Некоторые исследователи творчества Кафки заявляют о противоречии между этим сообщением и записью в дневнике (опубликованной также мной), где сам автор поясняет судьбу героя «Америки» (Росмана) и главного действующего лица романа «Процесс» (К.). В дневнике сказано: «Росман и К., невинный и виновный, в конечном счете оба равно наказаны смертью, невинный — более легкой рукой, он скорее устранен, нежели убит (II, 296).

Я и сам долго считал, что здесь есть противоречие, и пытался объяснить его тем, что Кафка, рассказывая мне свой план, еще предполагал примиряющий (и в земном смысле) финал, но позже от этого плана отказался. Это соответствовало бы методу работы Кафки, о сути которого он часто говорил мне следующее: «Писать приходится, словно двигаясь в темном туннеле, во мраке, не зная, как персонажи будут развиваться дальше». И при оценке произведений искусства Кафка часто выдвигал такой критерий: герои истинного поэта должны действовать самостоятельно, жить «своим умом», действовать по собственному побуждению, и в их судьбе порой должны возникать повороты, поражающие даже их автора и создателя.
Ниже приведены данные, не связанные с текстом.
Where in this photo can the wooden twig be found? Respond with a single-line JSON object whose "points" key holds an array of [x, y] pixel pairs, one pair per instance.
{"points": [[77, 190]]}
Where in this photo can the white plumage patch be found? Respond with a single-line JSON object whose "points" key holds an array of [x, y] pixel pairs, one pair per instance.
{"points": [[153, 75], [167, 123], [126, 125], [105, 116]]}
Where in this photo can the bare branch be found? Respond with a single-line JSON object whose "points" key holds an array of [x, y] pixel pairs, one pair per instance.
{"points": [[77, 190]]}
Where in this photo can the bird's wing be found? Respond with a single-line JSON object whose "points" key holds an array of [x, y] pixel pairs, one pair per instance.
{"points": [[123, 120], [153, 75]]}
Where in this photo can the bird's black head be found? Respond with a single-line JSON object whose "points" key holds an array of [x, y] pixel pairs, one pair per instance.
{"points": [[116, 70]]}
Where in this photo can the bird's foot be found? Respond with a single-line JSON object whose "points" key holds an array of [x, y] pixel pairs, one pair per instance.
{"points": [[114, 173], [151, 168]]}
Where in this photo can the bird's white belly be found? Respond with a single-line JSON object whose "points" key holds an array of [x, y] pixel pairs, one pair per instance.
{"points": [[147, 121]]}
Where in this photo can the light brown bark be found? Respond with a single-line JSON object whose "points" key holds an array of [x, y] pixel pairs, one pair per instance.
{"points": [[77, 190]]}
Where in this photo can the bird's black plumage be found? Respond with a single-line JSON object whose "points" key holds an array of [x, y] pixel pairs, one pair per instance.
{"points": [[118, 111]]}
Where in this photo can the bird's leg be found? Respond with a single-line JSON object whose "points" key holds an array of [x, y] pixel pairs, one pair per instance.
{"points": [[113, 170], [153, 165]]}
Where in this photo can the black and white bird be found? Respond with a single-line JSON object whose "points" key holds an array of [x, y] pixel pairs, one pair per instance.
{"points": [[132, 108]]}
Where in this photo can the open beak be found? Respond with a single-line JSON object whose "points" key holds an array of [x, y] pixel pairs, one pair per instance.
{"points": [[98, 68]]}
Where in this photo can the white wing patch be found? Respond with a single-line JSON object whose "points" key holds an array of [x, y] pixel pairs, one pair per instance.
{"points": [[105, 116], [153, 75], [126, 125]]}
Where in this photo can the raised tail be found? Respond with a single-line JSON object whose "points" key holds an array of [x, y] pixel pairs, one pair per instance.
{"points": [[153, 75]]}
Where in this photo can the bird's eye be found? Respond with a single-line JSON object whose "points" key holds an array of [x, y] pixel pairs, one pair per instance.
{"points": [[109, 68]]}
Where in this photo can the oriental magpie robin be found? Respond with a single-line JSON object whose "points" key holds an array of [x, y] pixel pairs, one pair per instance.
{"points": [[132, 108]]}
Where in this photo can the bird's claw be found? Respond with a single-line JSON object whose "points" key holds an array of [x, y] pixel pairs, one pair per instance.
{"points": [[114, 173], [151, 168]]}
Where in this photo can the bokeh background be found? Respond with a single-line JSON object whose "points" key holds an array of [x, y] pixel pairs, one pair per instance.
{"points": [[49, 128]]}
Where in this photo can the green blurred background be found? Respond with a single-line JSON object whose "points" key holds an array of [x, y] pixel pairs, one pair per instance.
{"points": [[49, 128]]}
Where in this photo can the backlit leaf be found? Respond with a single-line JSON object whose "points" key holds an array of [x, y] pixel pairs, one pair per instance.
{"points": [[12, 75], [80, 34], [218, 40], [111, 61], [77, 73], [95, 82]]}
Однако при позднейшем изучении романа «Америка» я обнаружил другую возможность, которая, по-видимому, могла бы пролить на эту проблему новый свет. Оба вышеизложенных плана вовсе не противоречат друг другу. Росман действительно был «устранен» автором: финальная глава — это видение, время действия которого (если здесь вообще еще можно говорить о времени и пространстве) — вневременность, вечность, но наблюдается оно из земной жизни; это «своеобразный «промежуточный мир» и потусторонняя жизнь, где и в самом деле есть место для каждого, где «все востребованы». Росман попал в трансцендентный мир в том самом смысле, который формулирует Ясперс: «Человек как единичный в своей экзистенции... в своем единении с трансцендентным Богом и только посредством этого единения... независим по отношению к миру»*. * Ясперс К. Смысл и назначение истории. М., 1994. С. 438 (прим. neрев. ).

Если под этим углом прочесть то, что сказал мне Кафка о запланированном финале романа «Америка», то слово «рай» (ведь такого места на земном шаре действительно нет) и инстинктивно использованный мной атрибут «загадочный» становится отражением всей двойственности, неоднозначности языка Кафки, его высказываний, порой граничащих с мистификацией.

В конце романа Росман, пожалуй, «принят» (aufgenommen). Это слово вовсе не изобретено мною ради драматизации романа. Его и его синонимы использовал сам Кафка («Приходите быстрее, пройдет очень много времени, прежде чем Вас примут» — и тому подобные обороты). Но работа, на которую «принят» Росман, — это не земная работа. Во многом, что отличает эту финальную главу с ее фантастичностью, с ее по-детски игривой, меднотрубной, весело-кичевой аллилуйей целеустремленной жизни Америки, во многом, что говорится здесь о гротескных образах, смещенных в план шуточного и иронично-добропорядочного, можно найти намек на бытие, далекое от земного, на форму существования свободы и небесной отчизны. Это снимает кажущееся противоречие между обеими записями, относящимися к планируемому Кафкой финалу романа.